Cette chronique a donc pour but de présenter une autre Grèce et une autre image de la langue et de la littérature grecques : elle proposera des aperçus sur le devenir de la langue grecque après l’Antiquité, des questionnements sur la prononciation assez drolatique du grec ancien, de courts exposés sur des œuvres littéraires ou des textes grecs byzantins, post-byzantins et modernes, pour aboutir à l’assez étrange histoire du « glossiko zitima » (γλωσσικό ζήτημα) ou « question de la langue » qui a divisé la société grecque pendant le XIXe et XXe siècles et ne s’est terminée qu’avec l’adoption de la langue démotique et de l’écriture monotonique en 1976 et 1982 respectivement.
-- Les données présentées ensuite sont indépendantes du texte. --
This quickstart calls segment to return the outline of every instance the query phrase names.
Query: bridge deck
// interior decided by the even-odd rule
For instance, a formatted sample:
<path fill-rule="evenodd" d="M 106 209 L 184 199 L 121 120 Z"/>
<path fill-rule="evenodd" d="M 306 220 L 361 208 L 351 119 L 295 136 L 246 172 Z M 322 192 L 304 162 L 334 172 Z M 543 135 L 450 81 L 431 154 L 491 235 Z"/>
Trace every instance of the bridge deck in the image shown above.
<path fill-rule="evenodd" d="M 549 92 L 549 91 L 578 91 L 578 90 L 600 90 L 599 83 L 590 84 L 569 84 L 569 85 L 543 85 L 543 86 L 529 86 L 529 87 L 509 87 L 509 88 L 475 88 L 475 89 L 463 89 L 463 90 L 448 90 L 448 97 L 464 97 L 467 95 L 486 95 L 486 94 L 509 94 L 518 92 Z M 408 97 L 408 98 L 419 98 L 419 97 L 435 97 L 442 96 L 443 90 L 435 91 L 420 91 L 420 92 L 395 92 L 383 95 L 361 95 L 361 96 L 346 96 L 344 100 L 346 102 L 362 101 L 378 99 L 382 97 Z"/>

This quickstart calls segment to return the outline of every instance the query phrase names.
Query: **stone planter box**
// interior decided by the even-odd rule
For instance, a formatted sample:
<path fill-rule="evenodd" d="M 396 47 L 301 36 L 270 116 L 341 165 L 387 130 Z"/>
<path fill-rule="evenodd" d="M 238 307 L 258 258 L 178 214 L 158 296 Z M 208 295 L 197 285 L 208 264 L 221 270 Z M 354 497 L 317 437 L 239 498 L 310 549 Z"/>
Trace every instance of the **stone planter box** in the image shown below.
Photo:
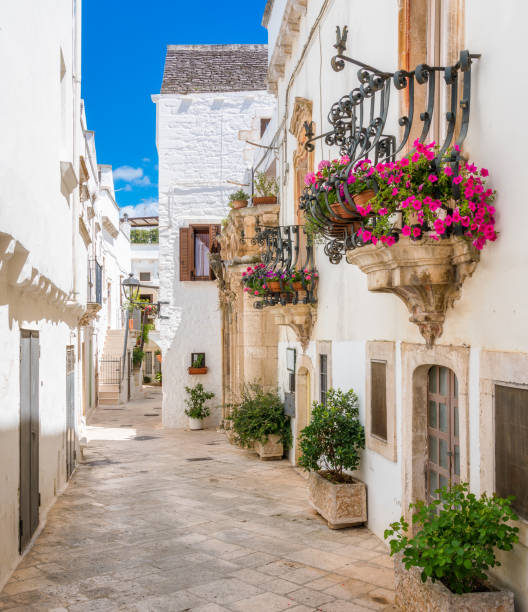
<path fill-rule="evenodd" d="M 343 529 L 367 521 L 367 487 L 364 482 L 334 484 L 317 472 L 308 477 L 310 505 L 328 521 L 330 529 Z"/>
<path fill-rule="evenodd" d="M 280 436 L 277 434 L 269 435 L 266 444 L 262 444 L 262 442 L 255 442 L 253 445 L 253 450 L 258 454 L 262 461 L 282 459 L 284 454 L 284 447 L 280 441 Z"/>
<path fill-rule="evenodd" d="M 421 569 L 406 570 L 403 553 L 395 555 L 395 604 L 405 612 L 514 612 L 513 593 L 490 591 L 456 595 L 441 582 L 422 582 Z"/>
<path fill-rule="evenodd" d="M 196 376 L 198 374 L 207 374 L 207 372 L 209 371 L 209 368 L 193 368 L 191 366 L 190 368 L 188 368 L 187 371 L 189 372 L 189 374 Z"/>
Cette chronique a un but, mais surtout un espoir : faire naître la curiosité pour des aspects de la Grèce, qui ne se limitent pas aux colonnes de temples, à Périclès et aux “ancêtres” de la culture européenne, et susciter de l’intérêt pour la langue grecque, encore parlée aujourd’hui, dans son ensemble. Autrement dit, il s'agira de découvrir l'hellénophonie, celle d'hier, mais aussi et surtout, celle d'aujourd'hui.